Laut Satzung „Etterdorf Lienzingen“ bedürfe, so der RP-Fachmann, die Veränderung an dem geschützten Bild der Gesamtanlage, also auch die Errichtung eines Neubaus, einer denkmalschutzrechtlichen Genehmigung. Über den Antrag auf denkmalschutzrechtliche Genehmigung, für den bei einem privaten Antragsteller die untere Denkmalschutzbehörde bei der Stadt Mühlacker zuständig sei, werde nach Anhörung des LAD entschieden.

Eine gute und kluge Entscheidung - diese Wiederaufbauverpflichtung.  Denn die Beseitigung der durch den Abbruch entstehenden schmerzlichen Lücke in der historischen Straßenfront darf nicht zum Spielball der Kommunalpolitik und zufälligen Mehrheiten ausgesetzt werden. Was von Privaten verlangt wird, muss von der Stadt vorgelebt werden

Abbruchprojekt: Wie es dazu kam. (Fotos: Günter Bächle)

In den Jahren 2019/20 gab es Überlegungen, wenigstens die historische Fassade zu erhalten. Eine gute Idee von Bürgermeister Winfried Abicht, die leider in der Diskussion um die Zukunft der Stadtbau GmbH unterging. Dieses Konzept sei deshalb nicht mehr weiterverfolgt worden – aber die anschließende dreimalige Ausschreibung und Suche nach einem Käufer scheiterte grandios.

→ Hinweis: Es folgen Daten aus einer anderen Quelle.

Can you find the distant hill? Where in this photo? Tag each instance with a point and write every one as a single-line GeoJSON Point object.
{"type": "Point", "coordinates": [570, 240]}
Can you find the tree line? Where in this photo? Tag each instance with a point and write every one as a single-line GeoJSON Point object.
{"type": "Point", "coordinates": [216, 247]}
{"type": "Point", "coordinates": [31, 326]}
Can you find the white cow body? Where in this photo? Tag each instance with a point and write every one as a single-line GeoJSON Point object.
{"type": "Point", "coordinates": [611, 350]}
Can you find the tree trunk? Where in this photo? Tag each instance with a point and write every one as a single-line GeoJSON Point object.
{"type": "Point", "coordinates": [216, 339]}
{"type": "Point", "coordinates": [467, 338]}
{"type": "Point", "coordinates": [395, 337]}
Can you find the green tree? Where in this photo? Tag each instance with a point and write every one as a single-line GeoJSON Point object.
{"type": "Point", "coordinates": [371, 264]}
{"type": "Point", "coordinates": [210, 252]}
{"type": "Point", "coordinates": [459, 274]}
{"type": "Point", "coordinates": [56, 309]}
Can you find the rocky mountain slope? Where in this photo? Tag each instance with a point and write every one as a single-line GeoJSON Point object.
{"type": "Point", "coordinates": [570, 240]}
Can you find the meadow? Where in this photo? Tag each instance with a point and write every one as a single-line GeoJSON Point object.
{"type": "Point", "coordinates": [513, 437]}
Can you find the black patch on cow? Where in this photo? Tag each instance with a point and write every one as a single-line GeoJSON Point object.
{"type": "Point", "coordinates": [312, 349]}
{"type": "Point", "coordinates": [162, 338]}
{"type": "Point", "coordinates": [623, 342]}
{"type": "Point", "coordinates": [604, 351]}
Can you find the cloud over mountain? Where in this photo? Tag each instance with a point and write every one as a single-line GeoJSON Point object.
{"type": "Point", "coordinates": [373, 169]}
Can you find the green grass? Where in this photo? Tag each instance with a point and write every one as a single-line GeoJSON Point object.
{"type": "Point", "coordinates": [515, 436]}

Die Vorgeschichte des Abbruchs offenzulegen, ist wichtig:

Die Erschließung sei kompliziert und die Raumhohe betrage nur 2,30 Meter, sagte ein von der Stadtbau Mühlacker vor rund drei Jahren befragter Architekt. Dessen Aussage: Wolle man die allgemein anerkannten Regeln der Technik anwenden, sei dies nur mit erheblichem Aufwand möglich. Man solle dann nur punktuell in die vorhandene Struktur eingreifen mit je einer Wohnung oben und einer unten. Wolle man mehrere kleinere Wohnungen, empfahl der Fachmann, das Gebäude komplett abzureißen und zu vergrößern. Bei vier Wohnungen errechnet er damals Kosten von 1,1 Millionen Euro. Kernstück eines zweiten Konzepts – von einem anderen Architekten – war eine Haus-in-Haus-Lösung: Für 800.000 Euro die Außenwand stehen zu lassen, das Gebäude zu entkernen und im Inneren dann ein Holzhaus oder einen Neubau hochzuziehen, dem Gebäude sozusagen eine zweite Hülle zu geben.  

Allerdings sind die Konzepte weder von der Stadtbau nach dem Weggang des Geschäftsführers noch von der Kommune weiterverfolgt worden, das Objekt wurde ein Opfer der Debatte um die Zukunft der Stadtbau.  Diese Vorgeschichte darzustellen sei wichtig, da in Lienzingen jetzt kritisch gefragt wird, ob die Stadt leichter abreißen könne als Private. Deshalb sei es gut, dass das Landesdenkmalamt nun seine Hand drauf legt auf den anstehenden Lückenschluss, die Neubaupläne erst absegnen muss und sie so glücklicherweise der kommunalpolitischen Beliebigkeit entzieht.  Der Nachfolgebau muss in die Häuserfront passen.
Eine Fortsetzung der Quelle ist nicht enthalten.